Cabinet on the spot over De La Rue deal

Photo/FILE

Employees at a currency printing firm. De La Rue is said to charge the government about Sh3.8 for a bank note compared to Sh1.8 of other international bank note printers.

The government could be paying double for printing of Kenyan currency after it dropped the competitive tendering process, a former Deputy Governor of the Central Bank has said.

Last month, the Cabinet made De La Rue Ruaraka, the exclusive currency printing company in Kenya after entering a deal that gave the government 40 per cent ownership of the company.

But according to former deputy governor of the Central Bank, Ms Jacinta Mwatela, such a venture has eliminated competition in the currency printing business.

“Most Central Banks in the region moved their business of procuring currency notes to more competitive manufacturers.

The pricing of currency products from De La Rue Ruaraka has remained uncompetitive,” said Ms Mwatela on Sunday in a statement.

“Any procurement of currency should be done within the confines of the Procurement Act,” she added.

Parliament’s Finance Committee is yet to table its report of an investigation into the deal with De La Rue Ruaraka. (READ: Queries over De La Rue cash deal)

However, Nominated MP Musikari Kombo said the team had raised eyebrows over the issue but the government said “its decision was made”.
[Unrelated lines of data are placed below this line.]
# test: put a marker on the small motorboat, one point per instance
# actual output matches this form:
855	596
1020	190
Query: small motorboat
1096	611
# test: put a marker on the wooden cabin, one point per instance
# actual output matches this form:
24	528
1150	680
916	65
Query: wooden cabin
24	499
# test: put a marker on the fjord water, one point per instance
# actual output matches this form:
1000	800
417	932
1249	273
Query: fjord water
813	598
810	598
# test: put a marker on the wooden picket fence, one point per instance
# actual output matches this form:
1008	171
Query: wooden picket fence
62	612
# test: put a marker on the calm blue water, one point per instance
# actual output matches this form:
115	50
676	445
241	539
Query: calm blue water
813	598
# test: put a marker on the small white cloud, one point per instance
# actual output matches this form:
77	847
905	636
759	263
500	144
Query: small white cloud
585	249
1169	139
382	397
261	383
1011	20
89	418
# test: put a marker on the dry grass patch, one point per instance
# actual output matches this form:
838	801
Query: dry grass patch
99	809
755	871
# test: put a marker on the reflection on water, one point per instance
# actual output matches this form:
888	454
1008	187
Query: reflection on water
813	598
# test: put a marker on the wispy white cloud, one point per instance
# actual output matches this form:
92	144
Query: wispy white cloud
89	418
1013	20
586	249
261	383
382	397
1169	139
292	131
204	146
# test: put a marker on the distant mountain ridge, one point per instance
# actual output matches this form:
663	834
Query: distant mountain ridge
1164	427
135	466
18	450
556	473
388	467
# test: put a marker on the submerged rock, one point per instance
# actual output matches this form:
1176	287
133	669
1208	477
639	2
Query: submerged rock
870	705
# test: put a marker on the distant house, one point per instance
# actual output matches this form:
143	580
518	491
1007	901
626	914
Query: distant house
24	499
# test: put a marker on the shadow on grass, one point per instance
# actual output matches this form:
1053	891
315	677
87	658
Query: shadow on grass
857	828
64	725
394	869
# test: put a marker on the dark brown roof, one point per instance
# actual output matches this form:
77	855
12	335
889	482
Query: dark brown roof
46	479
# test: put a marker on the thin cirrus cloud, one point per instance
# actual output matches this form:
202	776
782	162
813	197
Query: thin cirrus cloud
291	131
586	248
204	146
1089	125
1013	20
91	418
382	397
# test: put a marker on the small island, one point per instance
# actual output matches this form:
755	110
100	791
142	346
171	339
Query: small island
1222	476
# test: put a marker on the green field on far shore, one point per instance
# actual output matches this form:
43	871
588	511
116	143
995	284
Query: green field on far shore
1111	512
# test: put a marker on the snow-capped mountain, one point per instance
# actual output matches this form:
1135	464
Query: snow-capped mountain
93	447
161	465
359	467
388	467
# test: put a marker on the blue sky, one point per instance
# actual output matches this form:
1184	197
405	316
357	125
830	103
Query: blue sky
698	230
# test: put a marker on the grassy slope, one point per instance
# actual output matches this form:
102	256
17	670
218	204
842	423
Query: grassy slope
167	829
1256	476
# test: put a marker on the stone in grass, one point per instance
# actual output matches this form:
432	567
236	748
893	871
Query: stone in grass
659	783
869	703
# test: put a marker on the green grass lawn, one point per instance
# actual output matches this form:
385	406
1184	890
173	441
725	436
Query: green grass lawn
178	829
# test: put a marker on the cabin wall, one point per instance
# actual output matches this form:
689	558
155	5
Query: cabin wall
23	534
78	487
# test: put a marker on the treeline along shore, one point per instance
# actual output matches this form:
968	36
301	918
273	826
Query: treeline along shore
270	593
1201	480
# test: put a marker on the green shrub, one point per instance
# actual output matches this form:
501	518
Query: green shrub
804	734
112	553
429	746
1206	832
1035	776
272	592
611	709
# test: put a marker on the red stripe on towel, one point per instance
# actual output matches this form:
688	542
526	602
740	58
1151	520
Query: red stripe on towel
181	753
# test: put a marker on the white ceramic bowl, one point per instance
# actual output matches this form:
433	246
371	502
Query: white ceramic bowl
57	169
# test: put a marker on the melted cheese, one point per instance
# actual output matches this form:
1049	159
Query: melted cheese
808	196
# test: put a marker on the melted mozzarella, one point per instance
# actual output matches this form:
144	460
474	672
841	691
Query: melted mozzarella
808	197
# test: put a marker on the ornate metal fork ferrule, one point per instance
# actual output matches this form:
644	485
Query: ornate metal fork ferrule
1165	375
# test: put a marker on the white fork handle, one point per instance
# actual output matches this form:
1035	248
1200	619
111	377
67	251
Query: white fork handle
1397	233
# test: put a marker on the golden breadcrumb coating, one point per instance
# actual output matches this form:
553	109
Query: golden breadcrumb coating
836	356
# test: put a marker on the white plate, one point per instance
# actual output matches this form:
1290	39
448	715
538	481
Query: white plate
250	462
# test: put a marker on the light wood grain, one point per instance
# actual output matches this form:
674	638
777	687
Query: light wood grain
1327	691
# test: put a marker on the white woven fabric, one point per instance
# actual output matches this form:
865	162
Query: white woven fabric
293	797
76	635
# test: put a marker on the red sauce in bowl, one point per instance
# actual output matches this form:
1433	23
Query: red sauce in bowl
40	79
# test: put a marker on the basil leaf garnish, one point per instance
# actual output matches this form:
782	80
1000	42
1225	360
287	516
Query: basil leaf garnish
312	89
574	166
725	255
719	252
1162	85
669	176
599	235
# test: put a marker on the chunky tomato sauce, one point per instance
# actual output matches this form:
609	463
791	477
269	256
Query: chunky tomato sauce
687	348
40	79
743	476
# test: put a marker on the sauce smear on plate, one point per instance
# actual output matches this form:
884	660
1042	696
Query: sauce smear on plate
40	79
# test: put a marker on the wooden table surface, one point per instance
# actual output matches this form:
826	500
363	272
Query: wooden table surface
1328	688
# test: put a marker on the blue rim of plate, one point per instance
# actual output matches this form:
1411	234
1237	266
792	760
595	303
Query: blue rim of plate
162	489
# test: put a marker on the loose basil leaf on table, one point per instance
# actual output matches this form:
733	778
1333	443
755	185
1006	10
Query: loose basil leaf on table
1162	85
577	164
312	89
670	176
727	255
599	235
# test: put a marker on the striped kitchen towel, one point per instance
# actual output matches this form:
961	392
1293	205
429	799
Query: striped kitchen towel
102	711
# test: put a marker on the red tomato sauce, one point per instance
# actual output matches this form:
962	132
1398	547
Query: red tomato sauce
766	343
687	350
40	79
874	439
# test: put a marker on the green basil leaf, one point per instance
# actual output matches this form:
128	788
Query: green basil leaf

“We received a presentation by the Central Bank but at that time we couldn’t do anything about it. We are yet to table our report and I cannot discuss it until we do,” Mr Kombo told the Nation on Sunday.

De La Rue is said to charge the government about Sh3.8 for a bank note compared to Sh1.8 of other international bank note printers.

In the deal, De La Rue was to be granted an export processing zone licence, which exempts it from paying taxes. The Cabinet paper was prepared when Amos Kimunya was Finance minister.

In justifying the deal, Treasury argued that leaving the currency printing job solely in the hands of a private printer exposes the country to risks of counterfeiting.

But Ms Mwatela said the company has been slow in embracing new technology to print the new generation currency. She questioned the objective of the deal, which comes at a time when the country is headed for a general election next year.

“With elections around the corner, when a government invests in the printer of its own currency, one cannot but stop to ponder the direction which our nation is taking,” said Ms Mwatela.